Remember Me
- First edition
- Author: Mary Higgins Clark
- Cover artist: Paul Bacon
- Language: English
- Genre: Suspense
- Published: 1994
- Publisher: Simon & Schuster
- Publication place: United States
- Media type: Print (hardback & paperback), Online
- Pages: 496 pp (Hardcover)
- ISBN: 978-0-671-89468-9
- Preceded by: I'll Be Seeing You
- Followed by: The Lottery Winner

= Remember Me (Clark novel) =

1994 novel by Mary Higgins Clark

Remember Me is a 1994 suspense novel by American author Mary Higgins Clark.

==Synopsis==
After losing her young son Bobby in a tragic accident, bereaved mother Menley Nichols finds her relationship with husband Adam, a high-profile criminal attorney, steadily falling apart. However, the birth of their second child, Hannah, promises to save their marriage, and the three of them start a new life in a rented house on Cape Cod.

But as Menley will soon learn, things are never that simple. For at her new home, the aptly named Remember House, strange incidents force her into reliving the terrible night she lost her son, and she soon fears for the safety of her new daughter. Meanwhile, Adam takes on a client suspected of drowning his wife, and the two scenarios soon collide and result in a dramatic final confrontation on a rainswept beach for the Nicholses.

==Reception==

The novel was a critical and commercial success, topping The New York Times bestseller lists and garnering positive reviews.

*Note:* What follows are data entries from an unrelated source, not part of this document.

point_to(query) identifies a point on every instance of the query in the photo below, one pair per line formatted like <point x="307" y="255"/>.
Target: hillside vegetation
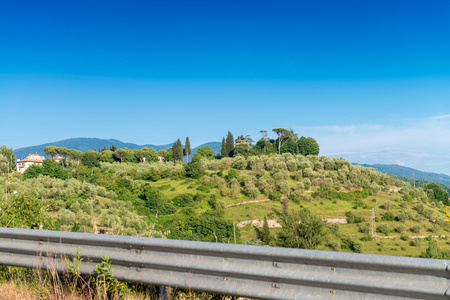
<point x="227" y="200"/>
<point x="249" y="194"/>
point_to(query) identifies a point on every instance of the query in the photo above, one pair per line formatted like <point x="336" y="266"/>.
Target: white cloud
<point x="417" y="143"/>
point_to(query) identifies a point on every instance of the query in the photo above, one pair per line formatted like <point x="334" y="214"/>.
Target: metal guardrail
<point x="249" y="271"/>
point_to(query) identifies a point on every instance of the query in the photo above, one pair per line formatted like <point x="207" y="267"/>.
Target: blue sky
<point x="370" y="80"/>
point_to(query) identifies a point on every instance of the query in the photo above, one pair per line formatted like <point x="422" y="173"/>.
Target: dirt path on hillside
<point x="250" y="201"/>
<point x="275" y="224"/>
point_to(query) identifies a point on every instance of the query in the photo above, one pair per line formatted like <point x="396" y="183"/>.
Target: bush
<point x="400" y="228"/>
<point x="364" y="228"/>
<point x="383" y="228"/>
<point x="275" y="195"/>
<point x="232" y="173"/>
<point x="335" y="228"/>
<point x="351" y="218"/>
<point x="388" y="217"/>
<point x="416" y="228"/>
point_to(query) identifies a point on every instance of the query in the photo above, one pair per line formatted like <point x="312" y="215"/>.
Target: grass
<point x="325" y="208"/>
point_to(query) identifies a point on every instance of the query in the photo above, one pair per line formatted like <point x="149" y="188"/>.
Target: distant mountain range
<point x="84" y="144"/>
<point x="401" y="171"/>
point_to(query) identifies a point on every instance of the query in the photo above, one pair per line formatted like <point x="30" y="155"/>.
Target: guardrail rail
<point x="239" y="270"/>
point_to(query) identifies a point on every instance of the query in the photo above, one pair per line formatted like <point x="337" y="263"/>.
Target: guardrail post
<point x="162" y="295"/>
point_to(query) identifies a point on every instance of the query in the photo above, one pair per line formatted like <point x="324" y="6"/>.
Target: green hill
<point x="401" y="171"/>
<point x="226" y="200"/>
<point x="84" y="144"/>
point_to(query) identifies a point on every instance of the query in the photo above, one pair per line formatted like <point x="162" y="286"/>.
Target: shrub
<point x="364" y="228"/>
<point x="400" y="228"/>
<point x="351" y="218"/>
<point x="416" y="228"/>
<point x="275" y="195"/>
<point x="388" y="217"/>
<point x="383" y="228"/>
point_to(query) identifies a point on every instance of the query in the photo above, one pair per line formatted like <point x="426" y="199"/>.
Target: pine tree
<point x="187" y="148"/>
<point x="230" y="144"/>
<point x="223" y="150"/>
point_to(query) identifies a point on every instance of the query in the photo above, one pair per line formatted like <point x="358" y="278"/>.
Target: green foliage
<point x="348" y="243"/>
<point x="230" y="144"/>
<point x="308" y="146"/>
<point x="177" y="149"/>
<point x="107" y="156"/>
<point x="193" y="169"/>
<point x="266" y="237"/>
<point x="232" y="173"/>
<point x="209" y="226"/>
<point x="433" y="251"/>
<point x="388" y="217"/>
<point x="205" y="152"/>
<point x="223" y="148"/>
<point x="49" y="168"/>
<point x="301" y="230"/>
<point x="289" y="146"/>
<point x="183" y="200"/>
<point x="156" y="203"/>
<point x="436" y="193"/>
<point x="187" y="148"/>
<point x="383" y="228"/>
<point x="22" y="210"/>
<point x="108" y="287"/>
<point x="352" y="219"/>
<point x="9" y="158"/>
<point x="91" y="159"/>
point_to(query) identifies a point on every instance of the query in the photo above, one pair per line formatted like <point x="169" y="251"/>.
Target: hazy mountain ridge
<point x="401" y="171"/>
<point x="84" y="144"/>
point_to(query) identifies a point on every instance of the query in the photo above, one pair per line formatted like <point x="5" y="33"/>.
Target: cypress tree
<point x="177" y="148"/>
<point x="187" y="148"/>
<point x="230" y="144"/>
<point x="223" y="149"/>
<point x="265" y="234"/>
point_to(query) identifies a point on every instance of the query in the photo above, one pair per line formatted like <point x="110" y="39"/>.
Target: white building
<point x="32" y="159"/>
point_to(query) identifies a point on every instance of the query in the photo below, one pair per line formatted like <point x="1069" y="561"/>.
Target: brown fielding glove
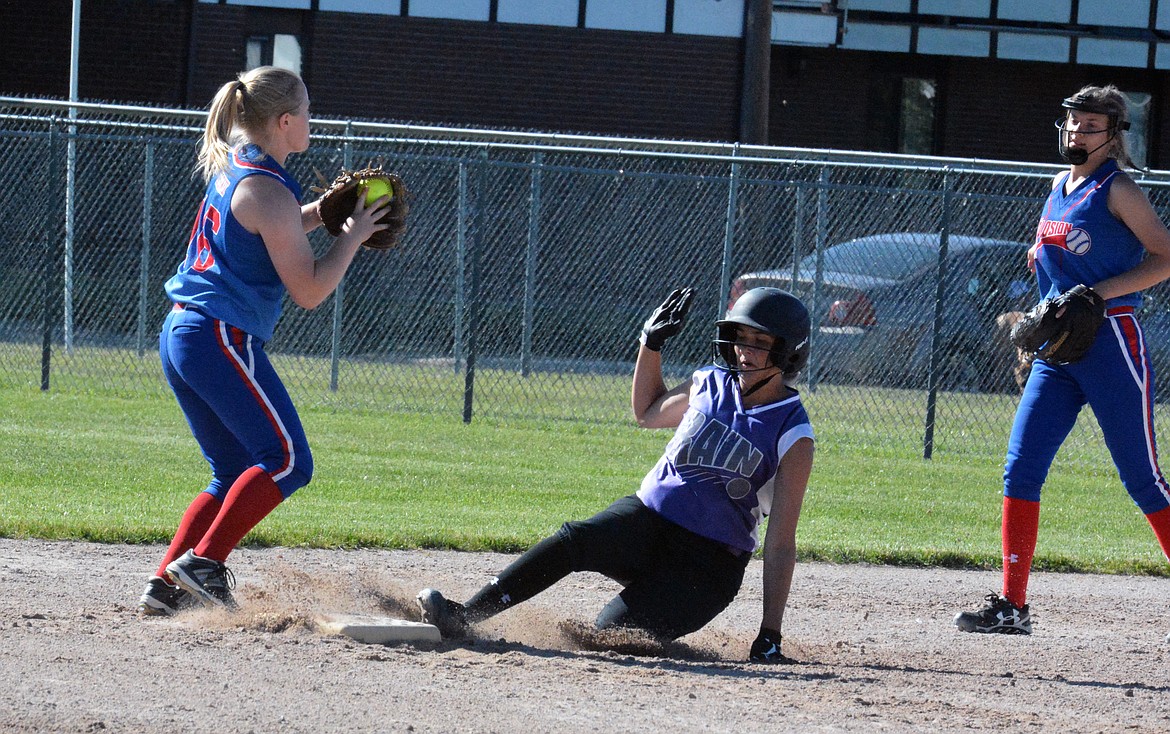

- "Clark takes the reader on a mysterious and suspenseful ride, twisting plot after plot... A fascinating climax..." - Tam Gordon, Nashville Banner
- "A grippingly readable thriller... Mary Higgins Clark does wonders." - Les Roberts, The Plain Dealer
- "Remember Me pulls it off brilliantly, harkening back to the best of Daphne Du Maurier." - Susan Toepfer, People
- "In "Remember Me", Mary Higgins Clark returns to Cape Cod, the scene of her first novel "Where Are the Children"... Her enduring theme - children in peril - is one she does well." - Elaine Budd, Hartford Courant

==Television adaptation==
A television adaptation of the novel directed by Michael Switzer and starring Kelly McGillis was broadcast on CBS on November 19, 1995.